Eine weitere Klärung des Verhältnisses des Einen zum Rest der Wirklichkeit bringt der Zweite Lehrsatz der Platonischen Elementarlehre
(2) Alles, was am Einen teilhat, ist sowohl Eines als auch nicht Eines.
(a) Denn wenn es kein An-sich-Eines ist – es hat [dann] nämlich am Einen teil, weil es etwas anderes neben dem Einen ist –, hat es das Eine gemäß der Teilhabe erfahren und es ausgehalten, eines zu werden.
(b) Wenn nun neben dem Einen nichts besteht, ist es nur eines. Und es ist folglich nicht durch Teilhabe am Einen, sondern An-sich-Eines.
(c) Wenn aber etwas neben ihm besteht, was nicht eines ist […], ist es also durch dieses nicht Eines, und auch nicht das, was eines ist. Indem es aber zugleich eines ist und am Einen teilhat und deswegen nicht als Eines durch sich selbst besteht, ist es eines und nicht eines.

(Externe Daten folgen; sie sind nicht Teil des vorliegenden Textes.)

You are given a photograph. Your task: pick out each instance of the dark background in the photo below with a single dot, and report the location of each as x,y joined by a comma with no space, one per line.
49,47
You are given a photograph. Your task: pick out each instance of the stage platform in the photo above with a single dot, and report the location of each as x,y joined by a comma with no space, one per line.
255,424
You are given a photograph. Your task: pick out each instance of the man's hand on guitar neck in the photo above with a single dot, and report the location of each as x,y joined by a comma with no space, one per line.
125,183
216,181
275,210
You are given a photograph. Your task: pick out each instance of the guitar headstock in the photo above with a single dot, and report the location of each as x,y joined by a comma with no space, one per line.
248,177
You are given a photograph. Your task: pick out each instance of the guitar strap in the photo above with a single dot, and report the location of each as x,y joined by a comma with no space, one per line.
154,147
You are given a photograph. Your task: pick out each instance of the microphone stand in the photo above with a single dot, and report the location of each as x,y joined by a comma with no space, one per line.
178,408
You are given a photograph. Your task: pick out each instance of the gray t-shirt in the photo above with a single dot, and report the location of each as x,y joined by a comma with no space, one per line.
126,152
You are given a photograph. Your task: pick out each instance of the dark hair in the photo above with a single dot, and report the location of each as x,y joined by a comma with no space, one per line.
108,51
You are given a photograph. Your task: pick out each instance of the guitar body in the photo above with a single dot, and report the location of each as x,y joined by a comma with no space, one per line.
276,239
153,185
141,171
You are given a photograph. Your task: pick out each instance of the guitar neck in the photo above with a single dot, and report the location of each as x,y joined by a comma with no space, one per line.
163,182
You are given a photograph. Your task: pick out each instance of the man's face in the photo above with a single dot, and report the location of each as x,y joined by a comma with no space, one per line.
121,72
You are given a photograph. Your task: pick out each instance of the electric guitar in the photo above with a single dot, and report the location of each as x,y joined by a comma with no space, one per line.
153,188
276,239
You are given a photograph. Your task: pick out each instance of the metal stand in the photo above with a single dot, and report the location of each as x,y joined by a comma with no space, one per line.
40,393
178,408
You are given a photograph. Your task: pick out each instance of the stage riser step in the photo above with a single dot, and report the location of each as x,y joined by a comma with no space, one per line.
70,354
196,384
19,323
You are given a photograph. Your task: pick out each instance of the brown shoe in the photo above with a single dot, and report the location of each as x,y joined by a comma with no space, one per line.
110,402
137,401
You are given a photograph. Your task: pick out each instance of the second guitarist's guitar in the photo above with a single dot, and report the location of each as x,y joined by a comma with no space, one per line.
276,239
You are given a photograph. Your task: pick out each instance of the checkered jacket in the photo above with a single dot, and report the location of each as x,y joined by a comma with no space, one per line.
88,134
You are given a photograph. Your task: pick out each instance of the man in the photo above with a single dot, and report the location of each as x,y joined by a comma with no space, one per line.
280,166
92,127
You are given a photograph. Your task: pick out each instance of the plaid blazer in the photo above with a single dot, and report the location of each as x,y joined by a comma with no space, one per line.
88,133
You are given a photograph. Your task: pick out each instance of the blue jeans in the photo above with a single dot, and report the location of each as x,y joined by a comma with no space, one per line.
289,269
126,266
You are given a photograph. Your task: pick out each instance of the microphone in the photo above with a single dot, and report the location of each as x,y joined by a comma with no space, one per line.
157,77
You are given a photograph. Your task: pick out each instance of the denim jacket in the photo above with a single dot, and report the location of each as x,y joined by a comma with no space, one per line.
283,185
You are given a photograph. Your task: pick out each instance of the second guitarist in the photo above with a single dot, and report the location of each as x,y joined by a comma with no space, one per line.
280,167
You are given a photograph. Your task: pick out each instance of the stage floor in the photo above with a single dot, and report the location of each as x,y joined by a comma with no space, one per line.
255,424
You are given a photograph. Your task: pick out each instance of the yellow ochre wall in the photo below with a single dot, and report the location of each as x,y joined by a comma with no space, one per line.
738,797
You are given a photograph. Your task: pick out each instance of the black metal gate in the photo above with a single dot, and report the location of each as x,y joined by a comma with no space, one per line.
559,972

Die Hintergründe der Theorie des Einen und die Struktur des Seienden werden in der ,Platonischen Theologie‘ näher erläutert
[1] Platon […] überliefert uns zwei Bezeichnungen dieser unaussagbaren Ursache. In der Politeia nennt er sie ,das Gute‘ und zeigt auf, dass sie die Quelle für die Wahrheit ist, die den Geist und das Gedachte vereint. Im Parmenides aber bezeichnet er dieses Prinzip als Eines.
[2] Von diesen Bezeichnungen nun ist die eine ein Bild für das Hervorgehen des Ganzen, die andere für seine Rückkehr. Denn weil alles deswegen vorhanden ist und aus dem Ersten hervorgeht, nennen wir es, indem wir ,das Eine‘ darauf anwenden, die Ursache für jede Menge und für jedes Hervorgehen. […] Das Gute aber ist das allgemein von allem Seienden Erstrebte, und zu diesem neigt und streckt sich alles seiner Natur nach hin. […]
[3] Das Einshafte aber und jede Aufteilung Überschreitende an jenem [Einen] erscheint in dem Späteren dyadisch, noch mehr aber triadisch. Denn alles bleibt und geht hervor und kehrt zurück zum Einen. Denn zugleich ist es mit ihm vereint und steht unterhalb seiner transzendenten Einsheit von allem und strebt danach, es zu empfangen.
Klärungen zum Verhältnis des Göttlichen zu dem, was am Göttlichen teilhat, finden sich wiederum in der <i>,Elementatio theologica‘<i>
119. Jeder Gott existiert auf die Weise einer mehr-als-seienden Güte, d.h. er ist weder einer Disposition noch dem Sein nach gut [...], sondern auf mehr als seiende Weise [...]
122. Jedes Göttliche sorgt ebenso vorausschauend für das ihm Nachgeordnete wie es dem, wofür es sorgt, transzendent bleibt, weil weder die Sorge sein unvermischtes und einheitliches Überragen lockert noch seine abgetrennte Einheit die vorausschauende Sorge verunklart [...]
123. Jedes Göttliche ist selbst wegen seiner mehr-als-seienden Einheit für das Nachgeordnete unaussagbar und unerkennbar, von dem ausgehend, was an ihm teilhat, ist es aber ergreifbar und erkennbar. Deswegen ist nur das Erste schlechthin unerkennbar, weil an ihm nichts teilhat.
Ibn Ṭufail charakterisiert die unio mystica
Wem eine solche Weise schaut, dem entschwindet seine eigene Wesenheit (ḏāt nafsihi), und es lösen sich auf und entschwinden ebenso die übrigen vielen Wesenheiten [...] außer der Wesenheit des Einen, des Wahren, des notwendig Seienden (al-wāḥid al-ḥaqq al-wāğib al-wuğūd).